US 11,817,080 B2
	Using corrections, of predicted textual segments of spoken utterances, for training of on-device speech recognition model
Françoise Beaufays, Mountain View, CA (US); Johan Schalkwyk, Mountain View, CA (US); and Giovanni Motta, Mountain View, CA (US)
Assigned to GOOGLE LLC, Mountain View, CA (US)
Appl. No. 17/250,165
Filed by Google LLC, Mountain View, CA (US)
PCT Filed Oct. 11, 2019, PCT No. PCT/US2019/055901 § 371(c)(1), (2) Date Dec. 7, 2020, PCT Pub. No. WO2021/045793, PCT Pub. Date Mar. 11, 2021.
Claims priority of provisional application 62/895,236, filed on Sep. 3, 2019.
Prior Publication US 2021/0327410 A1, Oct. 21, 2021
Int. Cl. G10L 15/00 (2013.01); G06F 3/04842 (2022.01); G06F 3/04883 (2022.01); G10L 25/51 (2013.01)

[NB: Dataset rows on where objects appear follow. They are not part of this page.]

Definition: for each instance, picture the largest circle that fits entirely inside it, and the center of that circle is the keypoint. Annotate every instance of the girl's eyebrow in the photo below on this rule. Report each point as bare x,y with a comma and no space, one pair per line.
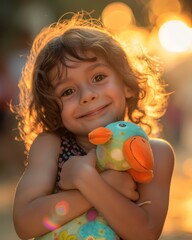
57,82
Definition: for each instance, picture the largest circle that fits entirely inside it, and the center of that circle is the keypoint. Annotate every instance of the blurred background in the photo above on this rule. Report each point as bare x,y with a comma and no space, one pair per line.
163,27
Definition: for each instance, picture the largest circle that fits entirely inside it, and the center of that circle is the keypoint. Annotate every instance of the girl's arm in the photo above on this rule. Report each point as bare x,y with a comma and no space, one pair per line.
128,219
34,201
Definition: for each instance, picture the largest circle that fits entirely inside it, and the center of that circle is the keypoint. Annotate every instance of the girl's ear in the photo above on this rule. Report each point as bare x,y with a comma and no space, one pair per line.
128,92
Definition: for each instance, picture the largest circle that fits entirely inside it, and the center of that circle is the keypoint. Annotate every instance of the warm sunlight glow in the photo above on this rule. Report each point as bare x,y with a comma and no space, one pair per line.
117,16
175,36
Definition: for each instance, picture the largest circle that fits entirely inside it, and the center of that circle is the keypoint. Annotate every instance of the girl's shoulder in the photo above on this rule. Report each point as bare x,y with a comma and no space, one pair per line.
161,146
46,141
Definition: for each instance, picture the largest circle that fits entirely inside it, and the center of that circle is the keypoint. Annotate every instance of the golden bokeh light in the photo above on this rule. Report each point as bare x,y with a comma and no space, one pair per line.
117,16
175,36
156,8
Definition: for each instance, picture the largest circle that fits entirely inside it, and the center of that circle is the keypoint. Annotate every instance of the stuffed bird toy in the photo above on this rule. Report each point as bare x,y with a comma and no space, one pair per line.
124,146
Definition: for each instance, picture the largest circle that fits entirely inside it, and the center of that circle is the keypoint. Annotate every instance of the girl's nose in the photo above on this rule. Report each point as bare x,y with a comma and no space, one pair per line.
87,95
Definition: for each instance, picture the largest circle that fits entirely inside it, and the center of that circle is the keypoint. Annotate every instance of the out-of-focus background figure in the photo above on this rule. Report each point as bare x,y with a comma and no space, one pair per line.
162,28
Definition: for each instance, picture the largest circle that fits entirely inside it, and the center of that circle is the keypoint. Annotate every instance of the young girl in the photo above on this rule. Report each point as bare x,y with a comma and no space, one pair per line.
77,78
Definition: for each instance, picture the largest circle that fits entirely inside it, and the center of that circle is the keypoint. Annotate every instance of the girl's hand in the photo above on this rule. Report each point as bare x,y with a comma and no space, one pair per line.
73,169
122,182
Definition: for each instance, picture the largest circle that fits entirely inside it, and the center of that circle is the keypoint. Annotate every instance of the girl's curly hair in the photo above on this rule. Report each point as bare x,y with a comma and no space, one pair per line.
39,110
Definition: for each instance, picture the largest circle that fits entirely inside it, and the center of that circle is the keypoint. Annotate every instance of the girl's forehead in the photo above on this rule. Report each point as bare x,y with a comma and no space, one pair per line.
61,70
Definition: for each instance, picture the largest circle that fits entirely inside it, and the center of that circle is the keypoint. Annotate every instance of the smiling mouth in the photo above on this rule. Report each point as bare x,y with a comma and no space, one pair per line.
94,112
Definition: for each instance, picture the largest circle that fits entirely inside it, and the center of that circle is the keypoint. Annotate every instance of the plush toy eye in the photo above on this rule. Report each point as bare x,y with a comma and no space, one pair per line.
122,125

CPC G10L 15/00 (2013.01) [G06F 3/04842 (2013.01); G06F 3/04883 (2013.01); G10L 25/51 (2013.01)]

11 Claims

1. A method performed by one or more processors of a client device, the method comprising:

receiving, via one or more microphones of the client device, audio data that captures a spoken utterance of a user of the client device;

processing the audio data to generate a predicted textual segment that is a prediction of the spoken utterance, wherein processing the audio data to generate the predicted textual segment comprises:

processing, using a speech recognition model stored locally at the client device, the audio data to generate a predicted output, and

determining the predicted textual segment based on the predicted output;

causing at least part of the predicted textual segment to be visually rendered at a display of the client device, wherein the display is a touch-display;

receiving, responsive to the at least part of the predicted textual segment being visually rendered, further user interface input that is a correction of the predicted textual segment to an alternate textual segment, wherein the further user interface input comprises one or more touch inputs, directed at the touch-display, to modify a term of the predicted textual segment to create a modified term and/or to replace a term of the predicted textual segment with a replacement term, and wherein the alternate textual segment includes the modified term or the replacement term;

determining, based on the further user interface input, whether the correction of the predicted textual segment is directed to performance of the speech recognition model that is stored locally at the client device, wherein determining, based on the further user interface input, whether the correction of the predicted textual segment is directed to performance of the speech recognition model that is stored locally at the client device comprises:

determining a measure of similarity between the term of the predicted textual segment and the modified term or the replacement term of the alternate textual segment; and

determining that the correction is directed to performance of the speech recognition model that is stored locally at the client device based on the measure of similarity satisfying a threshold; and

responsive to the further user interface input being the correction of the predicted textual segment to the alternate textual segment and responsive to determining that the correction of the predicted textual segment is directed to performance of the speech recognition model that is stored locally at the client device:

generating a gradient based on comparing at least part of the predicted output to ground truth output that corresponds to the alternate textual segment, and

updating one or more weights of the speech recognition model based on the generated gradient.